19      Toutefois, la Cour a rappelé que tout acte de l’Union doit être interprété en conformité avec l’ensemble du droit primaire, y compris en accord avec le principe d’égalité de traitement qui exige que des situations comparables ne soient pas traitées de manière différente et que des situations différentes ne soient pas traitées de manière égale, à moins qu’un tel traitement ne soit objectivement justifié (voir, en ce sens, arrêt du 23 octobre 2012, Nelson e.a., C‑581/10 et C‑629/10, EU:C:2012:657, point 33).

20      Or, la Cour a constaté que les passagers des vols retardés de trois heures ou plus et les passagers de vols annulés et réacheminés dans des conditions qui ne respectent pas les limites prévues à l’article 5, paragraphe 1, sous c), iii), du règlement n° 261/2004 doivent être considérés comme étant dans des situations comparables, dans la mesure où ils subissent tous un désagrément similaire, lequel est à la base de leur indemnisation (voir, en ce sens, arrêt du 23 octobre 2012, Nelson e.a., C‑581/10 et C‑629/10, EU:C:2012:657, point 34).

21      Il s’ensuit qu’il y a lieu d’interpréter le règlement n° 261/2004 en ce sens que les passagers des vols retardés de trois heures et plus doivent bénéficier de la même indemnisation que les passagers de vols annulés, qui sont réacheminés dans des conditions qui ne respectent pas les limites prévues à l’article 5, paragraphe 1, sous c), iii), du règlement n° 261/2004 (arrêt du 23 octobre 2012, Nelson e.a., C‑581/10 et C‑629/10, EU:C:2012:657, point 38).

22      Il convient de comprendre cette jurisprudence comme exigeant que les deux catégories de passagers mentionnées au point précédent soient traitées de manière égale non seulement s’agissant de la naissance même du droit à indemnisation, mais également en ce qui concerne le montant d’une telle indemnisation.

23      C’est, dès lors, à la lumière de cette exigence qu’il y a lieu d’interpréter l’article 7, paragraphe 1, du règlement n° 261/2004 ainsi que l’article 5, paragraphe 1, sous c), iii), de ce règlement.

24      Or, ainsi qu’il découle de leur libellé, ces dispositions prévoient un droit à indemnisation des passagers sans distinguer selon qu’ils atteignent leur destination finale au moyen d’un vol direct ou d’un vol avec correspondances.

25      Il doit en être de même s’agissant du calcul du montant d’une telle indemnisation.

26      En effet, le choix et l’étendue des différentes mesures retenues au sein du règlement n° 261/2004 par le législateur de l’Union varient en fonction de l’importance des préjudices subis par les passagers (voir, en ce sens, arrêt du 10 janvier 2006, IATA et ELFAA, C‑344/04, EU:C:2006:10, point 85).
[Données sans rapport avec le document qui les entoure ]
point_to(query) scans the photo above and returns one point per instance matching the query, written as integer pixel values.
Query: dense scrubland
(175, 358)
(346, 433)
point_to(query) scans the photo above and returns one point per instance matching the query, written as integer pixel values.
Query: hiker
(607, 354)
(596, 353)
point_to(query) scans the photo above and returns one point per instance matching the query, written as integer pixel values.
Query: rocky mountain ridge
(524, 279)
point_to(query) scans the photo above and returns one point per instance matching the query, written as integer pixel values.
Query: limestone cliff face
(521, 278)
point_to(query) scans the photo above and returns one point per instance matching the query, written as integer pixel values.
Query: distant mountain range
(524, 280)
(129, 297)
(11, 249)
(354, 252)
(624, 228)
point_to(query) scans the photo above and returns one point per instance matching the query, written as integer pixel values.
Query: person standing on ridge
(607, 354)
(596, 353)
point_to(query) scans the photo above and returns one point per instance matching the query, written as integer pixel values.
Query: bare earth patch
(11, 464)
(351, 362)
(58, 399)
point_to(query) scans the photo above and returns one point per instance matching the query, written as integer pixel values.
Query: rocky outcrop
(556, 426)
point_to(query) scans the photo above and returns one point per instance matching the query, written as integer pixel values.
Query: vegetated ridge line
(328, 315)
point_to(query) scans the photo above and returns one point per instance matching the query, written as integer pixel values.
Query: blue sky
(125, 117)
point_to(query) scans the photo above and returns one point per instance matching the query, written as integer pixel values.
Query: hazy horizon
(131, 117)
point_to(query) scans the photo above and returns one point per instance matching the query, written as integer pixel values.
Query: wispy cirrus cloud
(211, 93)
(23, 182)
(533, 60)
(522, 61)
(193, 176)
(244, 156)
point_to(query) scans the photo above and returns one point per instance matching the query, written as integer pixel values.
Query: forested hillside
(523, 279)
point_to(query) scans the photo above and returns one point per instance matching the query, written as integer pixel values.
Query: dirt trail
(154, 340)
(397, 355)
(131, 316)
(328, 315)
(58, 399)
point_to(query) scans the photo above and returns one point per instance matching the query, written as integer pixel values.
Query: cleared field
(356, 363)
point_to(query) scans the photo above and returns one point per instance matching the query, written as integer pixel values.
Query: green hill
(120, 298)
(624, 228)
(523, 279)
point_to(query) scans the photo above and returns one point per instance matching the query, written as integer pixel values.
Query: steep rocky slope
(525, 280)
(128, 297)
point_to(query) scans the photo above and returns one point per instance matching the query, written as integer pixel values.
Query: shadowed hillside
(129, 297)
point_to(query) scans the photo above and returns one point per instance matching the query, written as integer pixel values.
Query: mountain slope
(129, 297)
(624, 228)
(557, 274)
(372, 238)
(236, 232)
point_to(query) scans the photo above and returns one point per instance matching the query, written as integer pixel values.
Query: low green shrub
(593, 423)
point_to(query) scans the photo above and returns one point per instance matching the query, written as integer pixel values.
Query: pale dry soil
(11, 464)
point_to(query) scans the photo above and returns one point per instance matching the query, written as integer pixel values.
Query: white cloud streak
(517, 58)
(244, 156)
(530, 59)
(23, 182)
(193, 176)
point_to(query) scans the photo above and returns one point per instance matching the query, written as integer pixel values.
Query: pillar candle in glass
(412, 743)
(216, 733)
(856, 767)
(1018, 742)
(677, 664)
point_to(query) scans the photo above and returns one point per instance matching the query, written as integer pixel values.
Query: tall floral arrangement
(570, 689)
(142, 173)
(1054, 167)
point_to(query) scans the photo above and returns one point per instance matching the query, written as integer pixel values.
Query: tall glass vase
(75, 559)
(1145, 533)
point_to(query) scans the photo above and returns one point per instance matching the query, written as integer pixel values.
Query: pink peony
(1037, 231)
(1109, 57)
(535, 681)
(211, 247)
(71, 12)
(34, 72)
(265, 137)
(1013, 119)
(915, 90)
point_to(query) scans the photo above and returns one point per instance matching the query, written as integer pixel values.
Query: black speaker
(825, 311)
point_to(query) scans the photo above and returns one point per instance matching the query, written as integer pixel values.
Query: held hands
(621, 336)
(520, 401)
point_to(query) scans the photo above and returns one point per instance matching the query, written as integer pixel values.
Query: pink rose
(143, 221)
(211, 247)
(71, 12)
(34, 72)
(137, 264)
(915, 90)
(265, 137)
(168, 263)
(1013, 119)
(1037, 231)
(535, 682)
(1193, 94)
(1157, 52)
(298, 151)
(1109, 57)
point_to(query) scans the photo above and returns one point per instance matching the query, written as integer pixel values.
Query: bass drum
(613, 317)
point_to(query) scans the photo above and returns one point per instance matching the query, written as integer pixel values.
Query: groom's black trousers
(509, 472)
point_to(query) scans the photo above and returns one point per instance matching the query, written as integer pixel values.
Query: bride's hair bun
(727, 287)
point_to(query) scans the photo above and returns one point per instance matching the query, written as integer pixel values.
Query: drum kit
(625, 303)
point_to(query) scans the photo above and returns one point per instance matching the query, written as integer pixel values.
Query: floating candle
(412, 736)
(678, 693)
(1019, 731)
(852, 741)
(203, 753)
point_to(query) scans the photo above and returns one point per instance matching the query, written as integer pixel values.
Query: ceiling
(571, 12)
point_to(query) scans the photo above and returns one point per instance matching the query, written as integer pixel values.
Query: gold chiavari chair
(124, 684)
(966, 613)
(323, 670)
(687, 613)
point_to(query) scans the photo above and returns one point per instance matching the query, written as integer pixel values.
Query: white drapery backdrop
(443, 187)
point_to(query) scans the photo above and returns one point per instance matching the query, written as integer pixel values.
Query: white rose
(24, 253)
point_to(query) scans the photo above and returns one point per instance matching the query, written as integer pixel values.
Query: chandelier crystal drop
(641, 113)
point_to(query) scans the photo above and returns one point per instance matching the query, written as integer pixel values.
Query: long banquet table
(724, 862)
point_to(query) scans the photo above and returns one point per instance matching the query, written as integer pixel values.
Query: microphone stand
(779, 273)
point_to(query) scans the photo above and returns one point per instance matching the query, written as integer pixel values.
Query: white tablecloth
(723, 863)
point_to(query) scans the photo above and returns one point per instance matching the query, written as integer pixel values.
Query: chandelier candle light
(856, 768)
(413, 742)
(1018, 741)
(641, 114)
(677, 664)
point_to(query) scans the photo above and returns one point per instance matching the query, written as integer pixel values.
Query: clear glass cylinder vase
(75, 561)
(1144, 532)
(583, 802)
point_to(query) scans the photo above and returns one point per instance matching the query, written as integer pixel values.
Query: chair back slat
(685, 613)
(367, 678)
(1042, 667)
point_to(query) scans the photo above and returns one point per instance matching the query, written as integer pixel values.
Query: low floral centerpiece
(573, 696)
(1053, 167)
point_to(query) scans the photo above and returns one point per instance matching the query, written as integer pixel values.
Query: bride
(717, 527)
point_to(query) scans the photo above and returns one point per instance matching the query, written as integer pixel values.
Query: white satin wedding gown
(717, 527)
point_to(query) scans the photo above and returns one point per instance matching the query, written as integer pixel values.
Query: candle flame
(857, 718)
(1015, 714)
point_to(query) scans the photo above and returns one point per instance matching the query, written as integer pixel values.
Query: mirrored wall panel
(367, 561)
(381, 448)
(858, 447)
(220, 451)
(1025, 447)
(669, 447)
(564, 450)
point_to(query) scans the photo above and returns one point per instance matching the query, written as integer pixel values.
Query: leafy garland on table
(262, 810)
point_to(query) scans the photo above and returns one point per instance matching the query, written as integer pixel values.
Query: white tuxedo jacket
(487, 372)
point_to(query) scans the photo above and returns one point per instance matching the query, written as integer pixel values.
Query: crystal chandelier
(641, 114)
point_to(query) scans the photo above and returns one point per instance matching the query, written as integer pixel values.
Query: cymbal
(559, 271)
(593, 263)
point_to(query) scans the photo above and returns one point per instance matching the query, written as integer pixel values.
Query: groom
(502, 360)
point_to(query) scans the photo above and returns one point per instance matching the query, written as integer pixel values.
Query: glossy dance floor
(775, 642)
Les différentes échelles du montant de l’indemnisation due aux passagers doivent, en conséquence, être considérées comme traduisant les différences dans l’ampleur du désagrément que les passagers concernés subissent dans les hypothèses prévues à l’article 7, paragraphe 1, sous a) à c), du règlement n° 261/2004.

27      À cet égard, la Cour a déjà précisé que ce qui justifie l’indemnisation des passagers relevant de l’article 5, paragraphe 1, sous c), iii), de ce règlement c’est que, en raison de l’annulation in extremis de leur vol, ils sont pratiquement privés de la possibilité de réorganiser librement leur déplacement. Par conséquent, si, pour une raison ou pour une autre, ils sont impérativement contraints d’atteindre leur destination finale à un moment donné, ils ne peuvent nullement échapper à la perte de temps inhérente à la nouvelle situation, ne disposant à cet égard d’aucune marge de manœuvre (arrêt du 23 octobre 2012, Nelson e.a., C‑581/10 et C‑629/10, EU:C:2012:657, point 35).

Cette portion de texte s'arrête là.